# Photo storage , sharing, and editing



## Wforider (Jun 2, 2014)

Is there a popular site that handle these 3 things , storage, sharing and editing.
should editing be kept separate ?

they all sound good


----------



## IzzieK (Jun 3, 2014)

Dropbox.


----------



## The_Traveler (Jun 3, 2014)

Online editing has minimal capability and, if you accumulate the need for storage like most photographers, it is cheaper, faster and more efficient to edit, store and backup locally.


----------



## glun (Jun 3, 2014)

I can't think of any ONE site that does all these in great reputation (at least what I know of). But I know 3 separate tools that can do these 3 things wonderfully!

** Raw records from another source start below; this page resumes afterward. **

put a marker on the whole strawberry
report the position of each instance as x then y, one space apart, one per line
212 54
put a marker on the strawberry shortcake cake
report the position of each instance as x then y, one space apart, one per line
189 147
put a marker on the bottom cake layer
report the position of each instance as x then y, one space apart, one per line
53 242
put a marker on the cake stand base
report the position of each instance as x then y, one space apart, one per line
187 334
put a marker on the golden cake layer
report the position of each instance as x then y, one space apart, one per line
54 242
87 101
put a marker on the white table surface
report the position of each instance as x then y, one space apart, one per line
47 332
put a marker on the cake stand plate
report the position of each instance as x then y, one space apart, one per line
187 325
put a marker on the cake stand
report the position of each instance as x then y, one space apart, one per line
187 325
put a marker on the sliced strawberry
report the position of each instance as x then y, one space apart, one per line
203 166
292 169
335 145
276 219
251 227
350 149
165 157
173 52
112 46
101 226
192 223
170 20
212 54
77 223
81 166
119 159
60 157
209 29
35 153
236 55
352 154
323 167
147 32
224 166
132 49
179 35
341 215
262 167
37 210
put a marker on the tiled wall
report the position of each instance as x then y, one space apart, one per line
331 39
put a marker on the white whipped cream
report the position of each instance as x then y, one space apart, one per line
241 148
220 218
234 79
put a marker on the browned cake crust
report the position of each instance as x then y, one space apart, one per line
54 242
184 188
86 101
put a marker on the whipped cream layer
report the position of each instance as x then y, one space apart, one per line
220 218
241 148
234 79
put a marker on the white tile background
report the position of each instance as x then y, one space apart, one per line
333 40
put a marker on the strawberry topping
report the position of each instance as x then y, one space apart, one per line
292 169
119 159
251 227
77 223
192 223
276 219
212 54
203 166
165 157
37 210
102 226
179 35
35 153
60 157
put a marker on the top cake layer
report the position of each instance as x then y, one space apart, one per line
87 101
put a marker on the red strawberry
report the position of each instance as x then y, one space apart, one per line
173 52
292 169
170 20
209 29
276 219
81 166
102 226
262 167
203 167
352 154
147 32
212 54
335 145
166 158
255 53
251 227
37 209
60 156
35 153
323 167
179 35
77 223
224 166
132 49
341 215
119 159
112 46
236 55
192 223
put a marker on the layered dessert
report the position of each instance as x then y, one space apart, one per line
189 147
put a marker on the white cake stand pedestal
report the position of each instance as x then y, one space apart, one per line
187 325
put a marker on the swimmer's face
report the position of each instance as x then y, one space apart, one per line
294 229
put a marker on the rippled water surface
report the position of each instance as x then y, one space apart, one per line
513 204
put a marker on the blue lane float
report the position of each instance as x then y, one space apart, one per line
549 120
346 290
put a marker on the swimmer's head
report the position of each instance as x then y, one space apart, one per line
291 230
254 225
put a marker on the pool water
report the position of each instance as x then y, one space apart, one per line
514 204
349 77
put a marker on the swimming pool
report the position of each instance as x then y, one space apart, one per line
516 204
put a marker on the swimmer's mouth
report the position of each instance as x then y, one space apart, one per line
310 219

Storage - For online storage use Carbonite, BackBlaze or Mozy. They cost money but worth it if the photos are your business assets. For personal storage I'd get a mini drobo. I know all these sounds $ but long term you will not regret it.

Editing - Use Adobe Lightroom. No questions ask it's hands down the best post-processing software to use. Aperture is great too but it has less update than Lightroom and I often wonder if Apple is going to keep the Aperture business long.

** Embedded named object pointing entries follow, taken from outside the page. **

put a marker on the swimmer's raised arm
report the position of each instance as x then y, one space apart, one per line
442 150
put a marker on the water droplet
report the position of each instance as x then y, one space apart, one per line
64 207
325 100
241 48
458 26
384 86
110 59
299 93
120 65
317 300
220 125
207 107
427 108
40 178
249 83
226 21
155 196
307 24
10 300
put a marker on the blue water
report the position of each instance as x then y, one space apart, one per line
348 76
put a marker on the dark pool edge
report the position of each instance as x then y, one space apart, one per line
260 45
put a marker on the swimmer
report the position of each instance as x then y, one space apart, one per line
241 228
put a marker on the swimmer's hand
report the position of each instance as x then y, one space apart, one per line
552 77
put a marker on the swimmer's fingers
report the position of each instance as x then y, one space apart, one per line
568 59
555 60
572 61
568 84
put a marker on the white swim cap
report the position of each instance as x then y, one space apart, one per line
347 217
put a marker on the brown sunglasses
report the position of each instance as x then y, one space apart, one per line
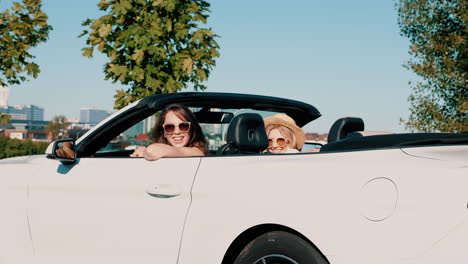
279 141
170 128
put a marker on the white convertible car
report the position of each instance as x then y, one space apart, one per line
380 199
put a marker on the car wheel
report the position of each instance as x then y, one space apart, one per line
279 247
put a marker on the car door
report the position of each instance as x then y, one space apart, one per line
111 210
14 230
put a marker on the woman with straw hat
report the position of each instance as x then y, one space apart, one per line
284 136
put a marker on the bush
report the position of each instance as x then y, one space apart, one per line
15 147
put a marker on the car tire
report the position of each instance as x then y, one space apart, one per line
279 247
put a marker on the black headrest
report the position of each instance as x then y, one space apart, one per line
247 133
343 126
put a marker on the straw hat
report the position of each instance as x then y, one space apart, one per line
285 120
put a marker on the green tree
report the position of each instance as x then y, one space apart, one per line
154 46
437 31
58 127
22 27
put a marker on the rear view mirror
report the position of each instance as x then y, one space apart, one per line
207 117
64 150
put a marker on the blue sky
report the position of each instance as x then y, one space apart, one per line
344 57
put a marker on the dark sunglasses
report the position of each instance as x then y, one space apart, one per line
279 141
170 128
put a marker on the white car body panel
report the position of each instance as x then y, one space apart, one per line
15 238
388 205
99 209
327 205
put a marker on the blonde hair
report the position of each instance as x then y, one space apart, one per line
286 132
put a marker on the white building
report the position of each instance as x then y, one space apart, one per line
4 93
92 115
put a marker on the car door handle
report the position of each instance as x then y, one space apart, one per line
163 190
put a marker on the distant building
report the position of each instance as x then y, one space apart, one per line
26 129
24 112
92 115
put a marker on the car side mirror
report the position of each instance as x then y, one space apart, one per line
64 151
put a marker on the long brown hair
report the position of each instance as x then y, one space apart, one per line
197 139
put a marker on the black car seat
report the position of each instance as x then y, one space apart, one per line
245 135
343 127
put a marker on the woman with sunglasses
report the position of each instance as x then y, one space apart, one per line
176 134
284 136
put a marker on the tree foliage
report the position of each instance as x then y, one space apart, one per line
22 27
154 46
437 30
58 127
15 147
4 119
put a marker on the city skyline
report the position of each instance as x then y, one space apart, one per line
344 57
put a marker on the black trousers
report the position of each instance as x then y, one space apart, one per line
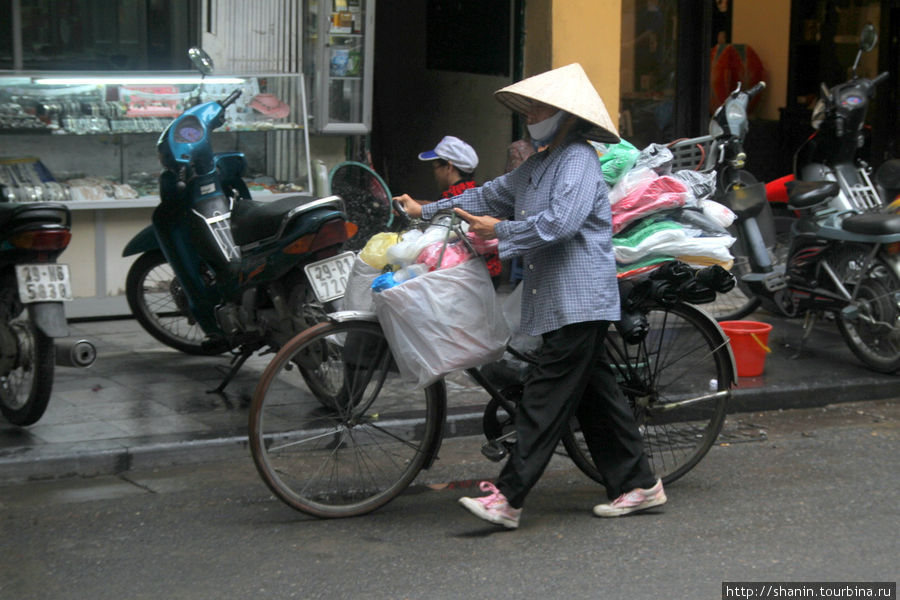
573 377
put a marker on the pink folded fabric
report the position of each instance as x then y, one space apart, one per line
454 254
662 193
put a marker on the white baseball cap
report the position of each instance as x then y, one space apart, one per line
455 151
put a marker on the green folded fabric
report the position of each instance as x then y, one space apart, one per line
642 230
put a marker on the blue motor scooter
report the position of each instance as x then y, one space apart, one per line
219 271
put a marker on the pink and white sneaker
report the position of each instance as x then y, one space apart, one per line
493 507
635 500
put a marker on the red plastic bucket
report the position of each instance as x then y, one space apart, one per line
750 343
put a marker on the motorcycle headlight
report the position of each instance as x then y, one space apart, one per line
818 114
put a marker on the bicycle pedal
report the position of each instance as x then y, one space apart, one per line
494 451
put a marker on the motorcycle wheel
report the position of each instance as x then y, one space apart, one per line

Sharing - It really depends on what type of sharing you want to achieve. For photo competition go for Pixoto. For anything else dropbox does it all. Not to mention Flickr and other social media platforms.

Hope this helps!


----------



## BekahAura (Jun 15, 2014)

You can store and share and sell images (and even create a website) with Zenfolio. Not free if you want to do all these things, but they let you save your raw files there too which is something I haven't seen often... although I haven't really looked for this feature.

Smugmug is similar to Zenfolio but I'm not sure if you can save raw files or not.

Flickr is also good for sharing and storing, but again, if you shoot raw I'm not sure they will store your raw files.

I would not suggest editing online. Use Photoshop (or Gimp which is an open source free image editing software that I hear has the capability of Photoshop) and use Lightroom. If you are a beginner I suggest you start off with Lightroom as it's not too expensive and has a lot of power. Scott Kelby has a number of books on how to use Lightroom if you're interested.

I backup all of my files on 2 hard drives and I'm thinking of using carbonite as a backup backup in case of some natural disaster that could damage my home. You can never have too many backups!


----------



## JohnMC (Jun 19, 2014)

Filecamp.com handles our image storing, and image sharing with our customers. We can upload and preview RAW files at Filecamp.com as well. 
And everything is branded with our company logo, colors and URL. You can read more here.


----------



## D7K (Jun 19, 2014)

From experience, Use external storage and develop a workflow,

 I used cloud and then deleted my cloud storage, held only local copies whilst waiting for an external drive.. Laptop HDD died, Lost over 2.5 yrs of photographs, I was destroyed..

If you insist on cloud and don't really care too much on privacy etc - then Dropbox and numerous others can give storage, others will likely charge for something you can do yourself more effectively with your own workflow..


----------